Most of time I reply to such questions within seconds after I see them, and some people have been surprised by how quickly I respond. The only problem is, those questions are not always quick. This can be particularly problematic when I’m reading messages in IM (instant messaging) tools such as Twitter and Slack, because I usually don’t intend to stay in IM tools for long. I often open Slack only once every morning to check messages from yesterday, and quit it for the rest of the day. I have installed a Chrome extension to limit my Twitter time to 10 minutes per day. When quick questions do not really seem to be quick, I feel I’ll be stuck there. Should I continue to ask for more information (which can lead to several rounds of asking), or simply ignore the question? I don’t know.

Should I give up?

In general, I’m not big fan of IM tools, although I’m not truly against them. They are convenient indeed. For example, you can ask a friend for dinner together via a text message. That is totally cool. However, if you have something important to say, it is probably not a good idea to bury it in the endless and chaotic stream of messages. For example, I never believe it is a good idea to debate on anything on Twitter.

The possibility of your questions being unintentionally overlooked is one problem. The other problem is, by asking a quick question, you probably won’t have a chance to think hard enough about the question or try a little bit to find the answer first. As a result, the question could be unclear, or due to a simple mistake. If you make a little bit more effort, you might just discover the answer by yourself.

With apologies to Carl Boettiger, I want to use a quick question he asked me on Twitter today as an example to show the possibility of answering your own quick question:

@xieyihui stupid question for you: how can I put literal TeX into Rmd these days? I thought that just worked but pandoc (v2.1.1) seems to be auto-escaping stuff like \begin{tcolorbox}

I was surprised by this issue because that did not sound like what Pandoc would do. I mean Pandoc has supported raw LaTeX content in Markdown for years. I had a guess about how this could happen (special LaTeX characters that are not properly escaped in tcolorbox), but without seeing a reproducible example, it was hard for me to know if my guess was correct, which means I had to ask for more information. Then this wouldn’t be a “quick question”. Instead of guessing and asking back and forth, I recommended him to file an issue with a reproducible example to the rmarkdown repo on Github. A Github issue would certainly be better than a tweet in this case: it is hard to provide a self-contained reproducible example in a tweet due to the arbitrary 280-character limit.

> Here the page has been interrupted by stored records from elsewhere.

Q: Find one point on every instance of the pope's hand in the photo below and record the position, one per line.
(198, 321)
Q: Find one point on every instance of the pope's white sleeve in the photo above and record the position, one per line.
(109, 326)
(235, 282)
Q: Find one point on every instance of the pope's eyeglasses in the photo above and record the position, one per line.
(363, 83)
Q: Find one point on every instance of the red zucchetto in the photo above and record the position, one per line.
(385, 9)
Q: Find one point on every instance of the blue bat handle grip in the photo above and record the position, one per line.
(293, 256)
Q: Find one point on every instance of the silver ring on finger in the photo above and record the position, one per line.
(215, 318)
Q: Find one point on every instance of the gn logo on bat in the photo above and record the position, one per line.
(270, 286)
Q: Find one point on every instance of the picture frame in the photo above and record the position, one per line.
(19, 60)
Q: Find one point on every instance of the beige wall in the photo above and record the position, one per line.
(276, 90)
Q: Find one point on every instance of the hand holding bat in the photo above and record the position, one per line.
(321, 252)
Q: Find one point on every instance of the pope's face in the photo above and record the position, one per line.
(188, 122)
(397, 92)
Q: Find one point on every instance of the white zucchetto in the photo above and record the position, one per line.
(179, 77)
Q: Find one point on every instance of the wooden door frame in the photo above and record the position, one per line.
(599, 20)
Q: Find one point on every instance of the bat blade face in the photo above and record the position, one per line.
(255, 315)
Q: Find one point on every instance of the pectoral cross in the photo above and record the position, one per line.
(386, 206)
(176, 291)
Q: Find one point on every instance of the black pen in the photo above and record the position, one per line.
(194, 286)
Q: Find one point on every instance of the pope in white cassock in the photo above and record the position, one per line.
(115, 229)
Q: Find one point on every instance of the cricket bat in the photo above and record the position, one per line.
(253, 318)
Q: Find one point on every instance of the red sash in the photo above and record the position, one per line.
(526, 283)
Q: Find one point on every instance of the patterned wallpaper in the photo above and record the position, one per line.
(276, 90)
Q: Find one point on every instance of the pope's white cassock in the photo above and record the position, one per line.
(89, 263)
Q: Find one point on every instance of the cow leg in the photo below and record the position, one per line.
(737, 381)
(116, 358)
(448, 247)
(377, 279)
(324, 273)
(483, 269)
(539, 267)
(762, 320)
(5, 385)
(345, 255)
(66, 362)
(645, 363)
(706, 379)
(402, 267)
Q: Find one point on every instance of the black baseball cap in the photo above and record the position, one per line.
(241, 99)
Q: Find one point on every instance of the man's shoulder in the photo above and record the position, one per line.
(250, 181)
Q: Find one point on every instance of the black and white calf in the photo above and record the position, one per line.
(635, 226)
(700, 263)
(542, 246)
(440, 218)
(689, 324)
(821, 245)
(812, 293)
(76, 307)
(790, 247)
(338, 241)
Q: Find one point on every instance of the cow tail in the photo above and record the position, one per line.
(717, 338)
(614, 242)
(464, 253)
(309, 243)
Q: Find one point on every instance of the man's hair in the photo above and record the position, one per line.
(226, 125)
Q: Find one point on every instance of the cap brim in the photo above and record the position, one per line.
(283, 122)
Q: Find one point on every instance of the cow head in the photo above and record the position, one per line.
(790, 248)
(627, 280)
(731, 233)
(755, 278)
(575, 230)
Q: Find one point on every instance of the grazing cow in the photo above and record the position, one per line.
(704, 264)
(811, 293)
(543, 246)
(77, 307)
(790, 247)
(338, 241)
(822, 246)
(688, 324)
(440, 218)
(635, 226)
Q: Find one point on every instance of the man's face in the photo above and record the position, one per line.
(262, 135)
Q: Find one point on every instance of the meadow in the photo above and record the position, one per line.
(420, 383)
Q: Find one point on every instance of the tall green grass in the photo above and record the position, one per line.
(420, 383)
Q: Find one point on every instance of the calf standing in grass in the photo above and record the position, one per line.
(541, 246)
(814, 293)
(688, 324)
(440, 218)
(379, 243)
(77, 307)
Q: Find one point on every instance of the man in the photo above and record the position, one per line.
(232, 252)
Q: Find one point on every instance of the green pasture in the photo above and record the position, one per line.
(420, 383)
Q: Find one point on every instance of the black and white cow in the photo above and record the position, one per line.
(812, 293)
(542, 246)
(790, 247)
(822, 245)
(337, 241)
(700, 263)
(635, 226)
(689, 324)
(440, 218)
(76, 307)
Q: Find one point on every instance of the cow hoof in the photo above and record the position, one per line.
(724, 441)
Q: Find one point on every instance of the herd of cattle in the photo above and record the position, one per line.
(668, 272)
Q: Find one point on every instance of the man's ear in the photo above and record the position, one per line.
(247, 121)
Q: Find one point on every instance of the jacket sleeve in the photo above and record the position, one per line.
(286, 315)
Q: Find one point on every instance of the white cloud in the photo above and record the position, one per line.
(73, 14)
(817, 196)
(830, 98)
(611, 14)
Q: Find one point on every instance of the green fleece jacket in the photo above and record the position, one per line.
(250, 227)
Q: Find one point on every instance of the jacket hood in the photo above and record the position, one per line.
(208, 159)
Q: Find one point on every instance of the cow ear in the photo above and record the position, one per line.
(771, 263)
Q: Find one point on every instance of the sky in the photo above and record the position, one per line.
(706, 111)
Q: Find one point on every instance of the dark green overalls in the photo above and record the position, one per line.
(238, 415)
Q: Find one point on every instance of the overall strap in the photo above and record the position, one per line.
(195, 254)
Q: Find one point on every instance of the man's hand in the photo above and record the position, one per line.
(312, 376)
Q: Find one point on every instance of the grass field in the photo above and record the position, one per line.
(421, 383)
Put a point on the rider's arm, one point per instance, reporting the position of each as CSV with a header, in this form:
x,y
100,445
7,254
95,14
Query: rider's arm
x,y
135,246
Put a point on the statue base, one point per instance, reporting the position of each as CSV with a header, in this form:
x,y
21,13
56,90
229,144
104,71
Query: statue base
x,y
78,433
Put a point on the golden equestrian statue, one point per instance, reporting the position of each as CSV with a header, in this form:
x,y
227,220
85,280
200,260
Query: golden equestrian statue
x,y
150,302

Guess what? Then he just quickly realized what was wrong by himself. Had he tried to make a small reproducible example, he would not need to ask the question at all. Had I seen a reproducible example, I’d probably notice the problem within seconds, too. The problem was just that the quick question contained too little information. When one has to start asking for more information or clarification, the quick question is no longer quick.

I don’t mean to discourage people from asking me quick questions. I just want to set your expectation correctly: when I don’t answer a question on Twitter, it probably means it is not clear to me, and you may try to ask a slow version of the question on RStudio Community or Stack Overflow or other places that don’t have the length limit, providing as much information as you can. If you need convincing examples, you may take a look at Daniel Anderson’s experience (he almost wanted to ask on Twitter but decided to go with Stack Overflow instead, and succeeded), or Richard D. Morey’s, or Vidhya Kalaichelvan’s.

Remember, the quick question might be like the two circles in the guide below on how to draw an owl, and the real question might be the owl on the right. Are you absolutely sure I can answer your question after seeing the two cirles?